Livre

A travers... La Paléontologie

L'Extraordinaire aventure de GILKY




Ces coquilles étaient assemblées en groupes plus ou moins grands, elle regarda de plus près un de ces groupes et demeura stupéfaite : des sortes de grosses boites couraient à toute vitesse dans les rues, les hommes se précipitaient de tous côtés, se glissaient entre les boites ou s’enfermaient à l’intérieur, pour en sortir un peu plus loin ; c’était une agitation épouvantable, telle que Gilky en fut effrayée et elle chercha aux alentours quel danger monstrueux menaçait ces hommes. Elle n’en vit aucun. Mais toutes les agglomérations de coquilles présentaient la même agitation désordonnée et la petite comète dut reconnaitre que c’était la vie habituelle de cet étrange animal.
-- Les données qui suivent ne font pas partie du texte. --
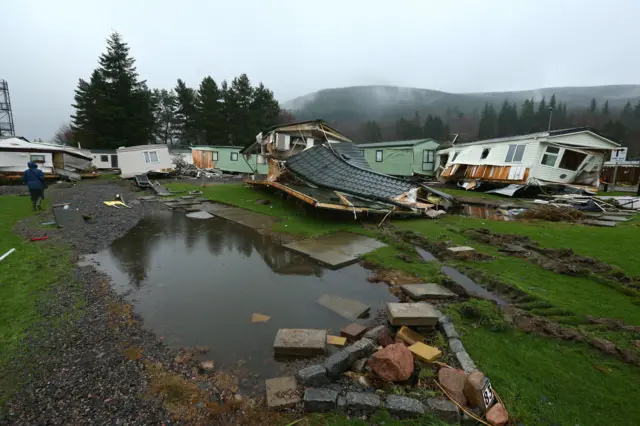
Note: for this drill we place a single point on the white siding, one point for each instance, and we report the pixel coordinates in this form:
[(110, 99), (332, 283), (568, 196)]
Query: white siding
[(132, 161)]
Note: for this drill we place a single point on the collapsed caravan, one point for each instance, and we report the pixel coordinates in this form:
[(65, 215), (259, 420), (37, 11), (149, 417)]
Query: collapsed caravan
[(319, 166), (570, 158)]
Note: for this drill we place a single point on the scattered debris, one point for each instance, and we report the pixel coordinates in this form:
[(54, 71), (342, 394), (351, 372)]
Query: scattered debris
[(256, 317)]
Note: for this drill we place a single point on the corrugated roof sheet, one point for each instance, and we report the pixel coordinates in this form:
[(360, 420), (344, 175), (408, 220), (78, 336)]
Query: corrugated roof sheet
[(321, 166), (410, 142)]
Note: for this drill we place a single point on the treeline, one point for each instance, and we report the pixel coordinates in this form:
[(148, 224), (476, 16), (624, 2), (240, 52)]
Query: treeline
[(509, 120), (115, 108)]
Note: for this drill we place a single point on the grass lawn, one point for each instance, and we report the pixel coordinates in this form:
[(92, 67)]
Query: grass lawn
[(25, 276)]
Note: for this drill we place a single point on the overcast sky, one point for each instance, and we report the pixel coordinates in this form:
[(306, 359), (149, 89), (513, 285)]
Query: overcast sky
[(296, 47)]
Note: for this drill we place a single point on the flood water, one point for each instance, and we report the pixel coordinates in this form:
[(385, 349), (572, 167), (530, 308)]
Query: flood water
[(197, 282)]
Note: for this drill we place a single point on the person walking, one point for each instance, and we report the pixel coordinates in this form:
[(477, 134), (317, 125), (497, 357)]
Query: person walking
[(34, 178)]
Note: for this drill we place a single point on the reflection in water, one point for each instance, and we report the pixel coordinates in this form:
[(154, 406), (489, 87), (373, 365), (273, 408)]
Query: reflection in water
[(197, 282)]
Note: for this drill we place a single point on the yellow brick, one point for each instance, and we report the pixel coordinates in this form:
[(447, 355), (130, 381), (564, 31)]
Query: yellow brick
[(336, 340), (409, 336), (425, 353)]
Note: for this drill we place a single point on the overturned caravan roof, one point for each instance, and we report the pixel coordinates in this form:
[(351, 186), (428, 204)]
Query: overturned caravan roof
[(336, 177)]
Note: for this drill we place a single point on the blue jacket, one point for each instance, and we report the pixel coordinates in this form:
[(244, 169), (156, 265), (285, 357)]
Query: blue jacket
[(33, 176)]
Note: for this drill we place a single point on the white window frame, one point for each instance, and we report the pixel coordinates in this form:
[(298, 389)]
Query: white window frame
[(512, 155), (550, 154), (148, 159)]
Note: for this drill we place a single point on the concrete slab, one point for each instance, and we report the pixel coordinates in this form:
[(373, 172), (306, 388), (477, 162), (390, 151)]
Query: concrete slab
[(199, 215), (68, 218), (604, 223), (427, 291), (337, 249), (347, 308), (461, 249), (282, 392), (419, 314), (300, 342)]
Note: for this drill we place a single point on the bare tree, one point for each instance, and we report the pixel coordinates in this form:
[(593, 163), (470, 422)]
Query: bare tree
[(63, 135)]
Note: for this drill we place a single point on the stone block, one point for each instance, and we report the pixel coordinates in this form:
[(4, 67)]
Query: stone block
[(466, 362), (444, 409), (427, 291), (404, 407), (418, 314), (360, 349), (282, 392), (366, 402), (353, 331), (424, 353), (456, 345), (300, 342), (409, 336), (449, 330), (337, 363), (314, 375), (320, 400)]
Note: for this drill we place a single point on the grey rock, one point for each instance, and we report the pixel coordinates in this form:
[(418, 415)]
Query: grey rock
[(320, 400), (466, 362), (449, 330), (456, 345), (314, 375), (444, 409), (403, 407), (337, 363), (360, 349), (366, 402), (359, 365)]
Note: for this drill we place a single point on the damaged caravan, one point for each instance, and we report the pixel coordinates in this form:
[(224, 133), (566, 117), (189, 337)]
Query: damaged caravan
[(321, 167), (568, 157)]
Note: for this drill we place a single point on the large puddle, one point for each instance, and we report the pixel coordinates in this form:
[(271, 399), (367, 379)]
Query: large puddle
[(198, 282)]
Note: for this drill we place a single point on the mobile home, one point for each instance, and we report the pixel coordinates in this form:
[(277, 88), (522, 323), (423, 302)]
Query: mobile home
[(402, 158), (567, 157), (228, 159), (141, 159)]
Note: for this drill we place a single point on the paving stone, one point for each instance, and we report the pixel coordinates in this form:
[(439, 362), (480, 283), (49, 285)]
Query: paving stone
[(282, 392), (300, 342), (456, 345), (449, 330), (423, 314), (466, 362), (320, 400), (360, 349), (353, 331), (424, 353), (314, 375), (403, 406), (366, 402), (347, 308), (409, 336), (444, 409), (337, 363), (427, 291)]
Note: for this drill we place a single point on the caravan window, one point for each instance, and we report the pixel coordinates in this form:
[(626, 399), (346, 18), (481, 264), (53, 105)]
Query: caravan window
[(515, 153), (550, 156), (571, 160), (151, 157)]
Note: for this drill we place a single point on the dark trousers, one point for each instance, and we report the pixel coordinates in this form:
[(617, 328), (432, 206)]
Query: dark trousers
[(37, 195)]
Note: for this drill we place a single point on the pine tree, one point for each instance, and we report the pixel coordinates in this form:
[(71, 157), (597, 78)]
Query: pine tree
[(115, 109), (209, 116), (185, 117)]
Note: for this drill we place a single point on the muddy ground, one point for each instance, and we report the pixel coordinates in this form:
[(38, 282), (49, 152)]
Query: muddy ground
[(97, 364)]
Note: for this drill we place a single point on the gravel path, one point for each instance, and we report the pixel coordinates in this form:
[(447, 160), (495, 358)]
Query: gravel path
[(88, 366)]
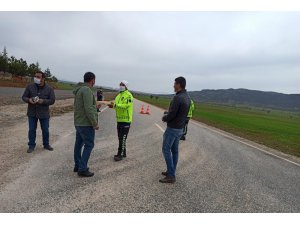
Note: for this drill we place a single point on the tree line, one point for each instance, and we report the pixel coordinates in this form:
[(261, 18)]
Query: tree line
[(20, 67)]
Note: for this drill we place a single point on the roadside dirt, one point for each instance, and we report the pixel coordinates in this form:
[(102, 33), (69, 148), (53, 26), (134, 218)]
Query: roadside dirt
[(13, 135)]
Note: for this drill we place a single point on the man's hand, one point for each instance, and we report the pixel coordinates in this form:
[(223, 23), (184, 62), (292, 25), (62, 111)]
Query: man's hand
[(40, 101), (31, 101)]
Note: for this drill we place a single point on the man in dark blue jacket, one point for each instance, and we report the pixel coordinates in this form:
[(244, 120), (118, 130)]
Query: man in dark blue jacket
[(175, 119), (39, 97)]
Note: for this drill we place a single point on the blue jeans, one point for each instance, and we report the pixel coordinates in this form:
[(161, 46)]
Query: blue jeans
[(32, 122), (170, 149), (85, 136)]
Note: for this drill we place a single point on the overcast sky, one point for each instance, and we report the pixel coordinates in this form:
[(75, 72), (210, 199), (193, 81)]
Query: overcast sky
[(213, 50)]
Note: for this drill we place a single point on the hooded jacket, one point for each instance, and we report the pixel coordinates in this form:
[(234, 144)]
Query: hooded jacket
[(178, 110), (85, 110), (124, 106), (46, 93)]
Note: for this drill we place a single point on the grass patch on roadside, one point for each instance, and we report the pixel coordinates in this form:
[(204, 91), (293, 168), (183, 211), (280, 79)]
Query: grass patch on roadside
[(273, 128)]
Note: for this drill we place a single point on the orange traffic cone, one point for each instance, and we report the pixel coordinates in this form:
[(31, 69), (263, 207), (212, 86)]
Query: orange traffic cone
[(148, 110), (142, 110)]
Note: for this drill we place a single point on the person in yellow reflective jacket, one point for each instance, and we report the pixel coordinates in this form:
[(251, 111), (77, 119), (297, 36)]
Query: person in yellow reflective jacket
[(189, 116), (124, 108)]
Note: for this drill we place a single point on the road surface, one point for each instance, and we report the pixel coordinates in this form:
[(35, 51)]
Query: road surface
[(216, 173)]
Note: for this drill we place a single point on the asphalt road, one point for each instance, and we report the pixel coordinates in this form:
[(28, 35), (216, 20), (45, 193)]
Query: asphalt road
[(216, 173)]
En regardant vers le Pôle, Gilky aperçut des Rennes, des Cerfs, semblables à ceux qu’elle connaissait ; en regardant vers l‘Equateur, elle vit des éléphants, des rhinocéros des lions, des crocodiles, reptiles qui rappelaient ceux des temps passés … Mais tout cela la laissait indifférente. Quelle surprise attendre de ceux-là ? Ils continuaient à vivre tranquillement, comme avaient vécu leurs ancêtres depuis si longtemps disparus. Elle n’avait pas de temps à perdre cette fois. Combien les hommes étaient plus amusants à regarder !
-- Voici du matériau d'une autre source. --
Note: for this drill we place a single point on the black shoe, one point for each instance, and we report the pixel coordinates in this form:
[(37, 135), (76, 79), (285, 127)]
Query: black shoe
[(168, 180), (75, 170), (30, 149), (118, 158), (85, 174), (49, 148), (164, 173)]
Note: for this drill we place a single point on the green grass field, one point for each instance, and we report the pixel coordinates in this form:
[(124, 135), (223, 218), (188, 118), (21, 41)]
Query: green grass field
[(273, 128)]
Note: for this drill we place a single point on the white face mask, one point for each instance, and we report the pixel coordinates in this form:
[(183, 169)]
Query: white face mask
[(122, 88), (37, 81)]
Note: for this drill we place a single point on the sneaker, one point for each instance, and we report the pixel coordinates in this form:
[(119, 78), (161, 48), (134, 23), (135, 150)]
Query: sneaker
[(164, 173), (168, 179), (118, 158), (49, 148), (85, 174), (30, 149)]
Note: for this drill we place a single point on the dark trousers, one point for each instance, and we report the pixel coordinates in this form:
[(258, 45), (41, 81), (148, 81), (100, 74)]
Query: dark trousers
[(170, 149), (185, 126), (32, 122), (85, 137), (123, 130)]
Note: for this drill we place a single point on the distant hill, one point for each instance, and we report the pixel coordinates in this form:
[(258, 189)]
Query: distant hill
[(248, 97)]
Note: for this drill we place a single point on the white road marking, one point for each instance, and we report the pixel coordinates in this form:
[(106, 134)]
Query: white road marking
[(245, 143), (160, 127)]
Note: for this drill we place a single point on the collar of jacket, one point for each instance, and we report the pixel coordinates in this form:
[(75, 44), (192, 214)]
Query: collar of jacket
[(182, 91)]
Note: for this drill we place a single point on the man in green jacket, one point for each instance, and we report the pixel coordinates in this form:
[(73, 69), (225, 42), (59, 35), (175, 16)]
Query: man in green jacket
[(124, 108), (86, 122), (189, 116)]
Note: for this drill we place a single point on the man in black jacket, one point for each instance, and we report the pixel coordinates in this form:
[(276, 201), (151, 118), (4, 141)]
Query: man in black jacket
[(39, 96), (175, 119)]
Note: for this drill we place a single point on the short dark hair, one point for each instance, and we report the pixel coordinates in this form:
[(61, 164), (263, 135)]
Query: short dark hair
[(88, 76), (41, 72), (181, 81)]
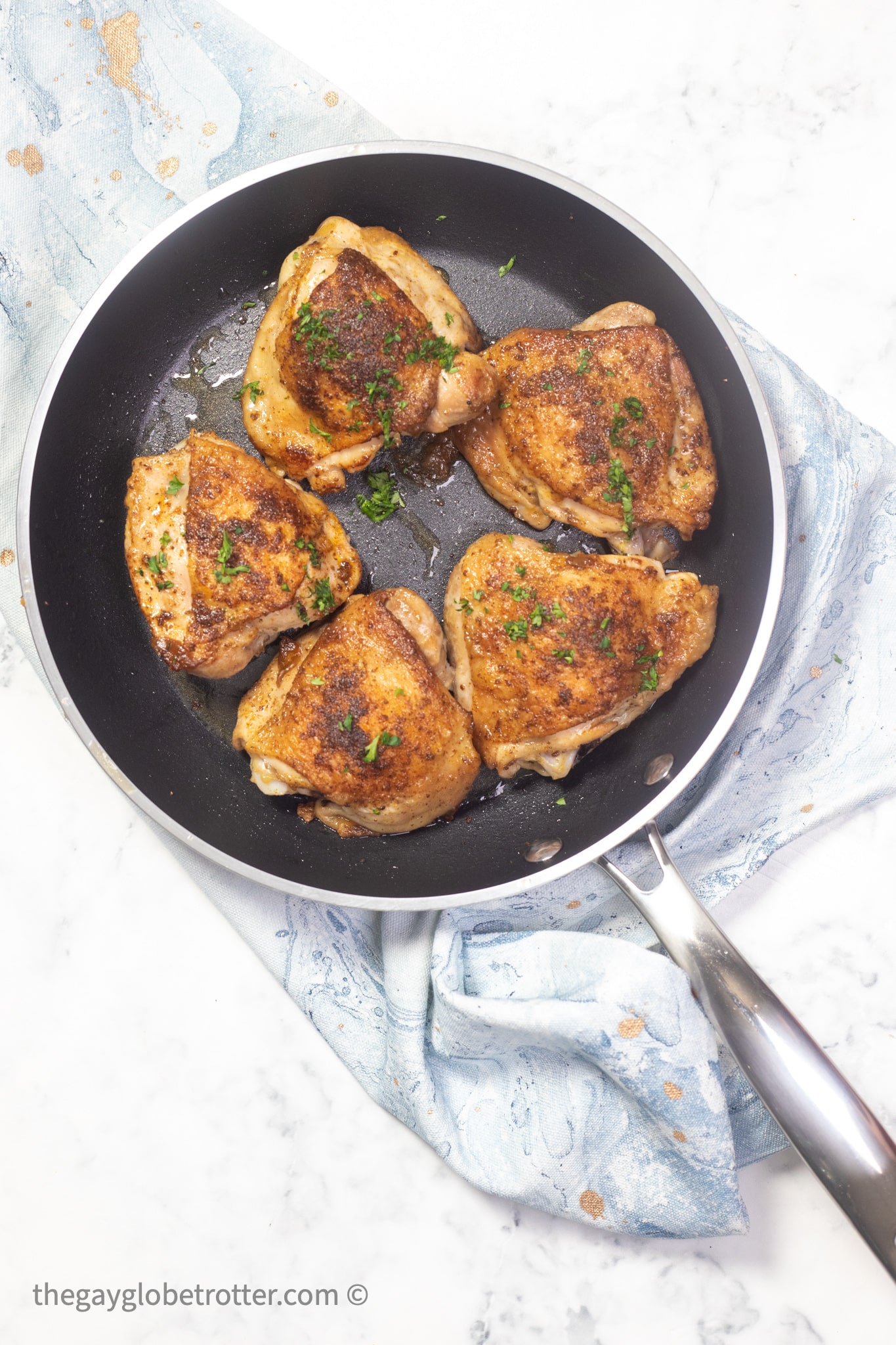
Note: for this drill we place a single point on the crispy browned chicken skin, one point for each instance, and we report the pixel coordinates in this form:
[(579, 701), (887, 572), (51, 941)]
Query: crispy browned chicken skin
[(554, 653), (598, 426), (363, 342), (224, 556), (358, 717)]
Et Gilky s’étonna encore et se divertit en les regardant courir dans tous les sens, effrayés sans cause apparente.

Sur un continent, elle vit une grande quantité d’hommes qui se battaient les uns contre les autres.

« Ainsi, pensait-elle tristement, leur intelligence ne les empêche pas de combattre comme les bêtes féroces. Mais ce qui m’étonne, c’est que chaque Homme ne combat pas contre un ennemi, mais contre plusieurs ennemis. J’ai vu bien des bêtes lutter les unes contre les autres, mais chacune ne se battait que contre un seul ennemi, pour prendre son terrain de chasse, sa caverne, sa femelle, ou pour le dévorer … Pourquoi ces hommes se battent-ils à plusieurs ? »
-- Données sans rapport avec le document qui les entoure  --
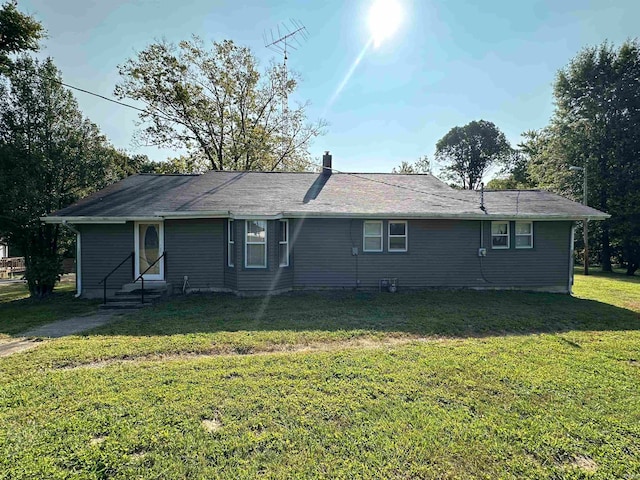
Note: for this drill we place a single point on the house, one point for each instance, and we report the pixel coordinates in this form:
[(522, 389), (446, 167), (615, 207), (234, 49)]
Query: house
[(259, 233)]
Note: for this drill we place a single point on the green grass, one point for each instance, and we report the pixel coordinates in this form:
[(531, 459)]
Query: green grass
[(18, 312), (429, 385)]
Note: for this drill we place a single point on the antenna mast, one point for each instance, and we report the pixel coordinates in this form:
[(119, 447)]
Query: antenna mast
[(282, 42)]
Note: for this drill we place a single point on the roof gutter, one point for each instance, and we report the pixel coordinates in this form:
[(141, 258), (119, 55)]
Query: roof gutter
[(298, 214)]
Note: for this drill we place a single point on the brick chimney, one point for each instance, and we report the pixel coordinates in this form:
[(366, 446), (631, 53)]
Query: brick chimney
[(326, 163)]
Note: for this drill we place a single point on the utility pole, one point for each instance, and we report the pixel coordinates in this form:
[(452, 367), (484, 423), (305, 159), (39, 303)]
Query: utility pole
[(585, 222)]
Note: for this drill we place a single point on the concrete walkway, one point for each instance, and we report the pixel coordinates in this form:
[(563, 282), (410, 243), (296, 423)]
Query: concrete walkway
[(61, 328)]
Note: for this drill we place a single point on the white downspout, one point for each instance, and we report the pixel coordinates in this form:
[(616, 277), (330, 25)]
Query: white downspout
[(571, 253), (78, 257)]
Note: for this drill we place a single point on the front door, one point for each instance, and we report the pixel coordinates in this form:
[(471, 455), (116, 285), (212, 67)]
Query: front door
[(149, 238)]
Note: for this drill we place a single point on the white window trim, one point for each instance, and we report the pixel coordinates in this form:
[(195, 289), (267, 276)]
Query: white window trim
[(285, 243), (246, 244), (231, 244), (365, 236), (524, 235), (405, 236), (508, 235)]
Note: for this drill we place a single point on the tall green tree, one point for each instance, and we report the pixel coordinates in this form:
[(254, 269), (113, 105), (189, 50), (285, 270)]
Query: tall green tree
[(50, 155), (215, 102), (468, 152), (596, 125), (18, 32)]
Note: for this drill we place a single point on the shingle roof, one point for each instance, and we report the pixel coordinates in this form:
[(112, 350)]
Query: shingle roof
[(243, 194)]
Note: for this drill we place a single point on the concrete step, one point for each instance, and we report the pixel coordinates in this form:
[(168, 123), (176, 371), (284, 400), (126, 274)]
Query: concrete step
[(123, 305), (159, 285), (136, 296)]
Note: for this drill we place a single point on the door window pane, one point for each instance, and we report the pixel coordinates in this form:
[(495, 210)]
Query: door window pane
[(149, 247)]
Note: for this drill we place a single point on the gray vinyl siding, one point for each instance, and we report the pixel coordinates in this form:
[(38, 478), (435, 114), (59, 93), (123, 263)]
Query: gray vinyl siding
[(441, 253), (103, 248), (230, 273), (195, 248)]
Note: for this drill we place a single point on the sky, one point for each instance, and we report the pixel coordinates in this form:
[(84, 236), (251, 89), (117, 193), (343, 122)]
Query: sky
[(450, 62)]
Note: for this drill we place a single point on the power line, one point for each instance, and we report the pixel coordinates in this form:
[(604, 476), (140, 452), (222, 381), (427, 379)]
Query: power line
[(162, 114), (117, 102)]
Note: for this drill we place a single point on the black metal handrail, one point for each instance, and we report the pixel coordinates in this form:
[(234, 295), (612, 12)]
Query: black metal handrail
[(104, 280), (141, 277)]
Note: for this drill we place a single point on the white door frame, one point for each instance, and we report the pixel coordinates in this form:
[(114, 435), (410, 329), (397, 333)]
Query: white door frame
[(136, 240)]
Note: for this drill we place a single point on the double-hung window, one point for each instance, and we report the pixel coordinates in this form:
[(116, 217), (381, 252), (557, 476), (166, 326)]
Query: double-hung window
[(397, 236), (372, 236), (283, 242), (524, 234), (231, 244), (500, 235), (255, 249)]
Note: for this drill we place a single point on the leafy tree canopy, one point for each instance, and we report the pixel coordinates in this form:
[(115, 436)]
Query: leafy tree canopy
[(469, 151), (596, 126), (50, 156), (18, 32), (218, 105), (422, 165)]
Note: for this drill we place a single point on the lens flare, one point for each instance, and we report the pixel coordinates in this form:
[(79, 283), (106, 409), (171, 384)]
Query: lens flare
[(385, 17)]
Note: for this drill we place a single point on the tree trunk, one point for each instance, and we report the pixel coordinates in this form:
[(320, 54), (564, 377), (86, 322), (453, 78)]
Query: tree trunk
[(605, 256)]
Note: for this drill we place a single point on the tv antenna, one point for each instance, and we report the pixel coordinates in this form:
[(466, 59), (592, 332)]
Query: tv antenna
[(282, 40)]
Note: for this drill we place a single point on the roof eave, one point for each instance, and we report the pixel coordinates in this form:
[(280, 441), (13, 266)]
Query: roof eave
[(298, 214)]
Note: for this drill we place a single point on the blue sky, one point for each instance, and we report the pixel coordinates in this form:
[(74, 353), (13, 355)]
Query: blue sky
[(451, 62)]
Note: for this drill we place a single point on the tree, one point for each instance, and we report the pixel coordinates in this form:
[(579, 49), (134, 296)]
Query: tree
[(518, 172), (469, 151), (596, 125), (216, 104), (184, 164), (18, 32), (49, 157), (422, 165)]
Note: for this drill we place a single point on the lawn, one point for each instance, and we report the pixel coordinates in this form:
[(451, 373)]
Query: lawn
[(421, 385), (18, 312)]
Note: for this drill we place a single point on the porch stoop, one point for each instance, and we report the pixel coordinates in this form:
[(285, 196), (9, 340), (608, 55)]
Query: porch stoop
[(130, 296)]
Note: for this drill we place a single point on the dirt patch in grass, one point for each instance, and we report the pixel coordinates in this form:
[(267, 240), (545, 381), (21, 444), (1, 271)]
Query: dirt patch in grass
[(97, 440), (233, 351), (211, 425), (585, 463)]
Comme tous les hommes, ceux qui se faisaient la guerre tenaient quelque chose dans leurs mains. C’était une sorte de bâton brillant. L’homme qui s’en servait le dirigeait vers un autre Homme, il regardait par un bout et, à l’autre bout, l’adversaire tombait. Gilky regarda longuement et avec curiosité ce manège bizarre. Elle n’y comprenait rien …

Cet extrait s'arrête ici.